How to protect yourself

“You need to look through there and if you see anything that looks wrong like you don’t recognize the doctor; you’re not a diabetic, but you’re getting diabetic supplies. If you didn’t order a knee brace, and you’re getting a knee brace, you need to call the Senior Medicare Patrol immediately and we can help you with that issue,” Salazar said.

Right now, she said they are seeing a spike in billing problems involving durable medical supplies, like equipment for diabetics.

Speaking generally about methods of how these problems can arise, Salazar said people potentially trying to take advantage of the system will use everything that’s on the Internet.

“They will steal logos, billing addresses, doctors’ names. They’ll forge signatures. They will steal company names. They’ll do a lot of that to basically come up with fake claims,” she said.

Salazar said her organization gathers information from people who suspect improper billing and sends it to authorities. It can take years for investigators to find and hold those responsible accountable, she said.

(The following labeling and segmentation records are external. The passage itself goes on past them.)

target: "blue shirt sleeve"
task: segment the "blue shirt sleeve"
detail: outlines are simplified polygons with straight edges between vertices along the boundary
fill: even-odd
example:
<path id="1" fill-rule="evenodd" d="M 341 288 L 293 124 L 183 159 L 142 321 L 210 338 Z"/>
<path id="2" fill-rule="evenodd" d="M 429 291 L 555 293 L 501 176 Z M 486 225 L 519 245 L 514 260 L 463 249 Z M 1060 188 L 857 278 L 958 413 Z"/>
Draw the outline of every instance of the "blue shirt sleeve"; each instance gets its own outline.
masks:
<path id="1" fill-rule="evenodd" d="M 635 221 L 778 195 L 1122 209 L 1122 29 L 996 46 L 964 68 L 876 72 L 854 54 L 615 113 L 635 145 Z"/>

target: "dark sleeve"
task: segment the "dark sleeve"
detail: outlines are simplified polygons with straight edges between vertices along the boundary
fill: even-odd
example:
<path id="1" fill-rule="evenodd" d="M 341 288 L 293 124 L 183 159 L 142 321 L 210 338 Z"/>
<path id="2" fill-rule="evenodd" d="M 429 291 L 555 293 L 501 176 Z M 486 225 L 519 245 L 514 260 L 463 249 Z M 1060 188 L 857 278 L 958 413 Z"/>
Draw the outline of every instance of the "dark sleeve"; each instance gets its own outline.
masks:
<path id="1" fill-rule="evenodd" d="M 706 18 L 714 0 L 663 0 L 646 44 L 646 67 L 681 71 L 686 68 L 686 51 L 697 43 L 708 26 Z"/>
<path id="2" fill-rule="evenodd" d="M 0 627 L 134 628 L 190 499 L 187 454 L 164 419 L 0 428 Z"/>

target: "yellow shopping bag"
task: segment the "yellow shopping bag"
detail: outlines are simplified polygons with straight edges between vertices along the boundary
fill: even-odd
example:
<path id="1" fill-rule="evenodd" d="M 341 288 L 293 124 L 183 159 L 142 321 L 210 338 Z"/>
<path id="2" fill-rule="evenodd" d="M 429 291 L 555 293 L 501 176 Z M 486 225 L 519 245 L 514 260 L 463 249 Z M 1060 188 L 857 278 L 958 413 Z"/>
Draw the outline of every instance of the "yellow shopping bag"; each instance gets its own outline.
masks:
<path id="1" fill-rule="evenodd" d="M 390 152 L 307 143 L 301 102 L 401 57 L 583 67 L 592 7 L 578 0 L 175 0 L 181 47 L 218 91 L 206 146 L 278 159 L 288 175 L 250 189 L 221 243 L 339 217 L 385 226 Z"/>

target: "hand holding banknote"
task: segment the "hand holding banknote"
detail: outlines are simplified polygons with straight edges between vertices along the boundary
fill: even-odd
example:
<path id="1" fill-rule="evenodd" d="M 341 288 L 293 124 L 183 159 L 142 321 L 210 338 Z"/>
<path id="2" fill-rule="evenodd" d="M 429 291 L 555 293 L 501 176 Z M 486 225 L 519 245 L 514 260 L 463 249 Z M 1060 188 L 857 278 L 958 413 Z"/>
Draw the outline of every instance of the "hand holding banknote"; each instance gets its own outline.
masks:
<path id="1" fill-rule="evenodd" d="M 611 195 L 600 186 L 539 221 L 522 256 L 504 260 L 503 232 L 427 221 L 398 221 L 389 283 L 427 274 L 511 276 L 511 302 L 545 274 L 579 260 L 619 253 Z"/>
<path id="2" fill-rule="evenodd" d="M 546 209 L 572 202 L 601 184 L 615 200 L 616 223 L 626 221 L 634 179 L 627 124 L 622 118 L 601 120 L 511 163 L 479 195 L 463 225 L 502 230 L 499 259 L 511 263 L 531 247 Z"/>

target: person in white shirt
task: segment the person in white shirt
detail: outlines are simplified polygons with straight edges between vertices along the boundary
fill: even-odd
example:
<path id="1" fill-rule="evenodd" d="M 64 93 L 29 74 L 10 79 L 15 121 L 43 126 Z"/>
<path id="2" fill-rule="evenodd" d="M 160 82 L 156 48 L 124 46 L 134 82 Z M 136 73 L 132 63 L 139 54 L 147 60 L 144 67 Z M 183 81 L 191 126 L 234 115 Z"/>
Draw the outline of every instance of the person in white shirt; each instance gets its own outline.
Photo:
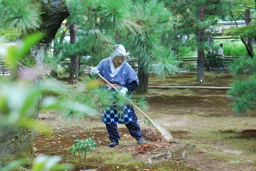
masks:
<path id="1" fill-rule="evenodd" d="M 222 43 L 221 43 L 221 44 L 220 45 L 220 46 L 221 47 L 218 50 L 218 53 L 221 55 L 221 57 L 224 59 L 224 53 L 223 53 L 223 49 L 222 49 L 222 47 L 223 47 L 223 45 Z M 224 65 L 223 64 L 224 64 L 224 62 L 223 62 L 222 63 L 222 64 L 221 65 L 222 68 L 224 68 Z"/>

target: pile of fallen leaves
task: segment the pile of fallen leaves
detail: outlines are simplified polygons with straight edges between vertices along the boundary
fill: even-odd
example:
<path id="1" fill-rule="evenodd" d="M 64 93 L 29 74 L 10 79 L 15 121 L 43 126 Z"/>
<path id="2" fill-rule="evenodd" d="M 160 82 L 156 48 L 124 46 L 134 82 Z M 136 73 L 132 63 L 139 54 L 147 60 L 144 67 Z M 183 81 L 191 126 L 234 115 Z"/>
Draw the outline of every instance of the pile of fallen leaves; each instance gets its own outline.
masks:
<path id="1" fill-rule="evenodd" d="M 157 133 L 155 131 L 149 127 L 145 127 L 141 130 L 143 137 L 146 140 L 160 142 L 165 140 L 162 135 Z"/>
<path id="2" fill-rule="evenodd" d="M 119 151 L 121 152 L 134 151 L 137 154 L 155 154 L 157 150 L 171 148 L 169 144 L 166 143 L 154 142 L 153 143 L 154 144 L 151 145 L 146 143 L 144 144 L 138 145 L 134 148 L 121 149 Z"/>

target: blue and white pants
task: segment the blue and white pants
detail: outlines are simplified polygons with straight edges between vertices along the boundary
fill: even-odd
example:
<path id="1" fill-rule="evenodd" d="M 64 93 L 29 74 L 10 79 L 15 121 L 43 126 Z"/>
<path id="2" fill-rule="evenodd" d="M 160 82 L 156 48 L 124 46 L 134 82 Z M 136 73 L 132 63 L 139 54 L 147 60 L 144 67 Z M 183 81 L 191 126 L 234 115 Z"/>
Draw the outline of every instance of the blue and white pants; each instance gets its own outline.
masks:
<path id="1" fill-rule="evenodd" d="M 137 139 L 142 136 L 142 133 L 140 130 L 140 126 L 138 122 L 138 118 L 134 110 L 132 110 L 132 117 L 133 122 L 125 124 L 128 130 L 129 130 L 131 135 Z M 106 128 L 109 136 L 109 140 L 111 142 L 117 141 L 118 140 L 121 139 L 119 133 L 117 131 L 117 124 L 116 123 L 106 123 Z"/>

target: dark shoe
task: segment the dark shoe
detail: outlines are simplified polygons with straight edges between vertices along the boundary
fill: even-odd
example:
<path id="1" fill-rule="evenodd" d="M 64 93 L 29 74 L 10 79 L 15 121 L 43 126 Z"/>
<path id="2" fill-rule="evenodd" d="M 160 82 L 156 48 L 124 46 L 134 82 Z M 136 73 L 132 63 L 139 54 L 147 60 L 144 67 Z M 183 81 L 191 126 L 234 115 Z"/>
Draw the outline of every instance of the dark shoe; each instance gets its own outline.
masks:
<path id="1" fill-rule="evenodd" d="M 119 145 L 119 143 L 118 141 L 113 141 L 110 144 L 108 144 L 108 146 L 110 147 L 113 147 L 114 146 L 116 146 L 117 145 Z"/>
<path id="2" fill-rule="evenodd" d="M 145 140 L 141 137 L 137 138 L 136 140 L 137 140 L 137 141 L 138 141 L 138 143 L 139 144 L 143 144 L 146 143 Z"/>

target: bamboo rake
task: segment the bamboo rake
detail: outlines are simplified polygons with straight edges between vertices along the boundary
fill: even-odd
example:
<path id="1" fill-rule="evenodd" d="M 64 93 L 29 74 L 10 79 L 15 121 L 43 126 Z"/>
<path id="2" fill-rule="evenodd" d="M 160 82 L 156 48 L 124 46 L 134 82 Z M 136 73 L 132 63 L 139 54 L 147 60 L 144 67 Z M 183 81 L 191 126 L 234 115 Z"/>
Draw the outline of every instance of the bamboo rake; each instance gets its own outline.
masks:
<path id="1" fill-rule="evenodd" d="M 93 68 L 92 67 L 90 67 L 91 69 Z M 104 77 L 103 77 L 99 73 L 97 73 L 98 76 L 101 78 L 104 81 L 108 83 L 110 86 L 111 87 L 113 88 L 117 92 L 119 92 L 119 91 L 117 90 L 116 87 L 115 87 L 111 83 L 110 83 L 108 80 L 107 80 Z M 153 125 L 160 132 L 161 134 L 163 135 L 163 137 L 165 138 L 166 141 L 168 143 L 170 143 L 172 142 L 173 137 L 171 134 L 168 132 L 168 131 L 166 130 L 165 129 L 158 125 L 154 121 L 153 121 L 149 117 L 148 117 L 147 115 L 142 111 L 139 107 L 138 107 L 136 105 L 135 105 L 133 103 L 132 103 L 130 100 L 129 100 L 125 96 L 124 97 L 126 100 L 128 101 L 135 108 L 136 108 L 138 110 L 139 110 L 145 117 L 146 118 L 148 121 L 149 121 L 151 123 L 153 124 Z"/>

The most important way to prevent billing problems, and protect yourself, Salazar said, is to report questionable claims and never give out your Medicare number. She added that you can reach a person at the Texas Senior Medicare Patrol Hotline at 1-888-341-6187 if you have any questions. 

CMS recommended all Texans take the following measures:

  • Never accept medical supplies from a door-to-door salesman.
  • If someone comes to your door claiming to be from Medicare, remember that Medicare and Medicaid do not send representatives to your home.
  • Never give your Medicare card, Medicare number, Social Security card or Social Security number to anyone except your doctor or people you know should have it.
  • Remember, nothing is ever “free.” Never accept offers of money or gifts for free medical care.
  • Be wary of providers who tell you that the item or service isn’t usually covered, but they “know how to bill Medicare” so Medicare will pay.

Bennett hopes sharing her experience can be a warning to others. She said she didn’t have to pay what the bill said she owed.

“I just don’t like people being taken advantage of,” Bennett said. “I want to see …  something done about this. I don’t want to just sit there and do nothing.”